Когда я возвращаюсь на рабочее место, Айрапет уже готов меня принять. Признаться, я жду похвалы. Мне самой понравились мои опусы. Но, естественно, не тут-то было!
Айрапет нацепляет очки:
— Иглесиас — говно! ИБО ты к нему неровно дышишь, это видно. Такое нельзя давать, ДАБЫ не сбивать с толку общественность. Это у тебя возрастное: на слащавых юношей потянуло. ПАРАДИГМА возрастных изменений у женщины за 30. И не возражай, ДАБЫ я не нервничал!
А я и не возражаю.
— Впрочем, могу по блату твоего Иглесиаса в «Пионерскую правду» пристроить. Но 50 % гонорара мои — за менеджмент.
И что это он всегда по 50 % берет? Харя-то не треснет?
— Джоли мне не нравится. Нет, текст ничего, мне просто она сама не нравится. Вкусовщина, думаешь? Ну и что! Имею полное право, иначе на что вам главный редактор? Луи де Фюнес нудный, конечно, но сойдет. Сократи в два раза. Оставь суть, убери воду. Тогда дадим, но не сейчас, а когда будет инфо-повод.
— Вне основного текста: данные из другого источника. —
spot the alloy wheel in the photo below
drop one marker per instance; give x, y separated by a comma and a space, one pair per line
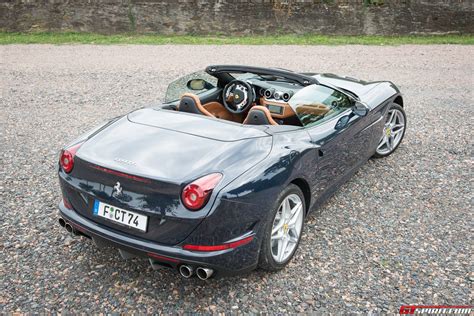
287, 227
392, 132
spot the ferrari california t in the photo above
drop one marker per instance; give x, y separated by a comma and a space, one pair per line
219, 178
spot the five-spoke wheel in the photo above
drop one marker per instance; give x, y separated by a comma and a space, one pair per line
393, 131
283, 230
287, 227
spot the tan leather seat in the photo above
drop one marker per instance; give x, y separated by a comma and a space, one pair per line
259, 115
190, 103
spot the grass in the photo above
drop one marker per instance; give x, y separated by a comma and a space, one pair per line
309, 39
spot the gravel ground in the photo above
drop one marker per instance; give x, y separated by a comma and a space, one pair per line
400, 232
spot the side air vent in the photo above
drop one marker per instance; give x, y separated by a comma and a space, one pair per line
287, 96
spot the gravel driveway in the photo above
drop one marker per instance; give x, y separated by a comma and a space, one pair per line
400, 232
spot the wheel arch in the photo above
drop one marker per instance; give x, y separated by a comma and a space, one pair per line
305, 188
399, 100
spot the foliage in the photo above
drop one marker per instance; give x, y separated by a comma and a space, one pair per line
308, 39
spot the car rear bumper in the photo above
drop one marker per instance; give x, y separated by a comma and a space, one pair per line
224, 262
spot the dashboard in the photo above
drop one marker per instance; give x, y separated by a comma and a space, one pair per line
275, 96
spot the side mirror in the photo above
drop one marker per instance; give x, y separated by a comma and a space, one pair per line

Юбилей его какой-нибудь или фестиваль комедийного кино.
Ну да, лет этак через сто.
— Из Шакиры сделай компот.
Тут я больше не могу молчать:
— Сделать… что?
— Компот. Это подверстка под основной текст. На заданную тему или вид сбоку. Размером с абзац. Твоя Шакира может послужить хорошим компотом, например, к репортажу о русских девушках, зарабатывающих танцем живота на марокканских курортах. Но на самостоятельный текст она не тянет, ясно?
Не ясно. Как я из 15 страниц сделаю один абзац? Да одно ее полное имя Шакира Исабель Мебарак Риполл уже целую строчку занимает!
— Теперь Стоун. Тоже, конечно, говно, но посыл хороший есть. Надо развить. И секса мало!
— А я боялась, что много!
— Она боялась! А ты не бойся! Значит, так. Добавить секса, добавить интриги. Хорошо бы изнасилование или инцест… Да, изнасилование, пожалуй! И давай оперативненько, у меня идея насчет этого текстика есть. Давай быстро добавь секса, и через 15 минут тащи сюда.
— Но где я возьму изнасилование, Андрей Айрапетович! Его же не было!
— Ну, во-первых, про изнасилование — это я так, в порядке бреда говорю, — зловеще начинает Айрапет не предвещающим ничего хорошего тоном крестного отца. — Это все, чтобы ты лучше понимала меня, красная шапочка! А во-вторых, — и тут главред вдруг как закричит! — Кто знает — было изнасилование или нет? Ну, отвечай! Кто у нас тут правдолюб, я или ты? Откуда ты знаешь, что было, а чего не было? Ты со свечкой там стояла? Ты Фрейда-то полистай, умница! Хотя бы одно изнасилование хотя бы один раз было в жизни у каждого человека. Все, время пошло. Я жду.
На свой страх и риск я извлекаю из глубин подсознания все свои тайные помыслы и страхи, нереализованные эротические мечты и постыдные извращения — и поселяю их в бедняжку Шэрон Стоун! Недаром говорят: любой текстовой материал — наиболее верное отражение личности автора. К тому же, я послушная ученица и живописую изнасилование так подробно, будто я и впрямь была там со свечкой. К концу повествования мне уже кажется, что именно так все с юной Шэрон и произошло. А что, чем черт не шутит? А умение верить в собственные фантазии — признак гениальности писателя, я об этом читала.